Allora ho rivisto la sala d’attesa primo Novecento affacciata sui giardini del Palais-Royal dove l’anno prima avevo trascinato – fra un hamster caduto in depressione, un chihuahua paranoico e un pappagallo autistico – questo labrador appiccicoso, al quale già quella volta il veterinario aveva dovuto rilasciare un certificato di buona salute mentale: il cieco irascibile che gli era toccato dopo la guarigione di Alice l’aveva denunciato perché Jules l’aveva buttato apposta contro un ponteggio di ferro, per poi correre a cercarmi a Orly, e solo la competenza di Eric Vong gli aveva evitato l’eutanasia. Commosso, ho rivissuto il turbamento provato in quell’ambulatorio che pareva una sala da tè giapponese, quando Jules per la prima volta aveva condiviso con il terapeuta le sue «immagini mentali».

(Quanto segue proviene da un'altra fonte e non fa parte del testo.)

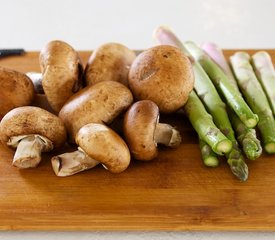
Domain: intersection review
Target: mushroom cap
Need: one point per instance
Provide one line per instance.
(109, 62)
(16, 90)
(62, 72)
(32, 120)
(103, 144)
(99, 103)
(164, 75)
(139, 126)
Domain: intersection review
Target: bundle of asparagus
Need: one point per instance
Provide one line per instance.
(214, 86)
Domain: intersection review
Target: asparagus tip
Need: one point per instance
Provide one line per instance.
(211, 161)
(270, 147)
(252, 149)
(224, 146)
(239, 169)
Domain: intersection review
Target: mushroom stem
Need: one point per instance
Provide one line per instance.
(28, 149)
(167, 135)
(67, 164)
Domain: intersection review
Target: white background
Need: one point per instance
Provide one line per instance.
(87, 24)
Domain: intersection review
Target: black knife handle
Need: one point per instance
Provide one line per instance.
(11, 52)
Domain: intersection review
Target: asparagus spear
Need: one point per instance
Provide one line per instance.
(246, 136)
(209, 157)
(218, 77)
(255, 97)
(208, 94)
(203, 123)
(265, 72)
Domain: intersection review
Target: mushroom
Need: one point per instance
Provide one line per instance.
(164, 75)
(109, 62)
(62, 72)
(36, 79)
(99, 103)
(97, 144)
(143, 132)
(16, 90)
(31, 130)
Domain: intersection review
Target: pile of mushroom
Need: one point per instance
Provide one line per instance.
(97, 105)
(159, 80)
(31, 130)
(16, 90)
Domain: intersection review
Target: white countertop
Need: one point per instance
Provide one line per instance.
(86, 24)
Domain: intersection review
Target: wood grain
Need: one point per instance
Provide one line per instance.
(173, 192)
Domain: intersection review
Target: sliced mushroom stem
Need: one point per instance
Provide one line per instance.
(28, 149)
(167, 135)
(67, 164)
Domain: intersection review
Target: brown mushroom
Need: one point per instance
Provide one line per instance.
(62, 72)
(16, 90)
(31, 130)
(36, 79)
(99, 103)
(97, 144)
(143, 132)
(109, 62)
(164, 75)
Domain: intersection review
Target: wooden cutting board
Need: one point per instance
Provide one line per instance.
(173, 192)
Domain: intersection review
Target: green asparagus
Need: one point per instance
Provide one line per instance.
(265, 72)
(209, 157)
(213, 103)
(255, 97)
(220, 80)
(203, 123)
(247, 137)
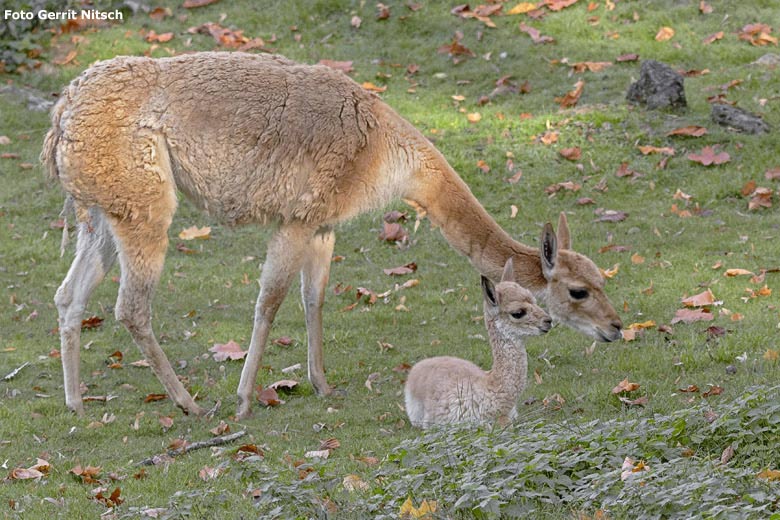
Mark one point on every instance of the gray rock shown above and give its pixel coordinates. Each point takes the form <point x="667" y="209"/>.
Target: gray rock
<point x="658" y="86"/>
<point x="739" y="119"/>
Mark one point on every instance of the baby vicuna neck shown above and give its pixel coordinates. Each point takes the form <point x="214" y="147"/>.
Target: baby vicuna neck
<point x="511" y="314"/>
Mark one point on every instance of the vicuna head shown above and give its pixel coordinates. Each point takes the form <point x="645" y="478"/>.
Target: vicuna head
<point x="575" y="287"/>
<point x="512" y="308"/>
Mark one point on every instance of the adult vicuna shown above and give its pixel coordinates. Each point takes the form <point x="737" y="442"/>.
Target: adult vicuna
<point x="259" y="138"/>
<point x="449" y="390"/>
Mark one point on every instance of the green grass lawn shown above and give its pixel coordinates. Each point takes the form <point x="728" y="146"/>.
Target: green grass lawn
<point x="572" y="427"/>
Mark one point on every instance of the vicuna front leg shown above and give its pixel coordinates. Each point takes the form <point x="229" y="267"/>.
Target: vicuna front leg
<point x="314" y="279"/>
<point x="142" y="246"/>
<point x="95" y="254"/>
<point x="283" y="260"/>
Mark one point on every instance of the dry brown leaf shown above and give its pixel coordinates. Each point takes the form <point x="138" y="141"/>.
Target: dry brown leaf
<point x="700" y="300"/>
<point x="227" y="351"/>
<point x="194" y="232"/>
<point x="625" y="386"/>
<point x="664" y="34"/>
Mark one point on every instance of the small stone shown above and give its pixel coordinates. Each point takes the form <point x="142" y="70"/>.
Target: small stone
<point x="658" y="86"/>
<point x="739" y="119"/>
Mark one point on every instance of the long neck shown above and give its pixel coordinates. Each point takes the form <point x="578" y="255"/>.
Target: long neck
<point x="437" y="190"/>
<point x="510" y="363"/>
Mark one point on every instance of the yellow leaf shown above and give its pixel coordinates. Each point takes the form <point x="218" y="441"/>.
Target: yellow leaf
<point x="522" y="8"/>
<point x="737" y="272"/>
<point x="194" y="232"/>
<point x="664" y="33"/>
<point x="769" y="474"/>
<point x="649" y="324"/>
<point x="373" y="88"/>
<point x="610" y="273"/>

«Alice è sempre arrabbiata con me per via di Ludivine, vero? Fortuna che Marjo mi ha tenuta informata sulle ricerche. Non puoi sapere che sollievo è stato per Eric quando alla fine ha capito perché Jules aveva aggredito il ragazzo. La cosa lo stava distruggendo.»

«Passamelo».

«Eric o Jules? Sto scherzando, però non va affatto bene. Sono scesa in giardino per chiamarti di nascosto. Non so che cos’abbia captato il cane, ma il rapporto fra i due ora si è invertito.»

«Vuoi smetterla di parlare per enigmi?»

«Eric è molto preoccupato.»

A furia di sentirla chiamare per nome quell’austero mandarino così refrattario a ogni confidenza, mi è venuto il sospetto che avesse cambiato gusti sessuali. Ma lei ha continuato: «Evidentemente tu non hai notato nulla. Ti è parso soltanto un po’ più autoritario ed esasperante, vero?»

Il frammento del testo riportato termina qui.